[Dominators] Simplify and optimize path compression used in link-eval forest.

Summary:
* NodeToInfo[*] have been allocated so the addresses are stable. We can store them instead of NodePtr to save NumToNode lookups.
* Nodes are traversed twice. Using `Visited` to check the traversal number is expensive and obscure.
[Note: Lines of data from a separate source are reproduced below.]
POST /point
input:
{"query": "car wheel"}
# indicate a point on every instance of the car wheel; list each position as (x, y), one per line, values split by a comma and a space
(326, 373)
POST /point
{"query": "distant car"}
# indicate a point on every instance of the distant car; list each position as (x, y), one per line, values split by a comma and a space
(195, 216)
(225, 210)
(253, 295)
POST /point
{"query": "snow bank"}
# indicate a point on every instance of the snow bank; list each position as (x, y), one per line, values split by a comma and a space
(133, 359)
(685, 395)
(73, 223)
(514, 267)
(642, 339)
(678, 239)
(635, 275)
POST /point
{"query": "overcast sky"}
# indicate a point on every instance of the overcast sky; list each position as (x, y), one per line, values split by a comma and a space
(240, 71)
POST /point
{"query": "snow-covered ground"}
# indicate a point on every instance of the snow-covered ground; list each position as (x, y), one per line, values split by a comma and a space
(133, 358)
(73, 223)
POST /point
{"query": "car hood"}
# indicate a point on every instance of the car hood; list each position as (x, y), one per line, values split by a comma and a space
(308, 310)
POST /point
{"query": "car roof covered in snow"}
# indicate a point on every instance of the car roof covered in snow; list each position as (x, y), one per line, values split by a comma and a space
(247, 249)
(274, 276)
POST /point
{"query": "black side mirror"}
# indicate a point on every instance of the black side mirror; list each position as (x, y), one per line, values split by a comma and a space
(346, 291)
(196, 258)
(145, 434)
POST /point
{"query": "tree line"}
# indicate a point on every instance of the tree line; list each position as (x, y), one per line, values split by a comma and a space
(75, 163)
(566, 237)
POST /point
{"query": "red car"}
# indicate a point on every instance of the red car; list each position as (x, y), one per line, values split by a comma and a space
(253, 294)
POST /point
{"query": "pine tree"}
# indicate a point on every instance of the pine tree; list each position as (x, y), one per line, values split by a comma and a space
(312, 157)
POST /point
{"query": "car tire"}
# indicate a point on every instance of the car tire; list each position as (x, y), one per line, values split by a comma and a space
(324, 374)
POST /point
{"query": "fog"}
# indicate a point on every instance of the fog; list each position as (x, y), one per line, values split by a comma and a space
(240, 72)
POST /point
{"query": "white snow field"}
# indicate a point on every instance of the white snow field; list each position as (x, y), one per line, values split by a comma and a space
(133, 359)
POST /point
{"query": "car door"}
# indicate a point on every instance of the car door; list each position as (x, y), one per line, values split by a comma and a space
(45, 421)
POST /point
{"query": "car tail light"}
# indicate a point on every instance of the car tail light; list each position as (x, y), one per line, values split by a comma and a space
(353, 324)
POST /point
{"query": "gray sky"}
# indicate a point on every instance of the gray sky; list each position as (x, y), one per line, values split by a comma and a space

Just split the two traversals into two loops explicitly.
* The check `VInInfo.DFSNum < LastLinked` is redundant as it is implied by `VInInfo->Parent < LastLinked`
* VLabelInfo PLabelInfo are used to save a NodeToInfo lookup in the second traversal.

Also add some comments explaining eval().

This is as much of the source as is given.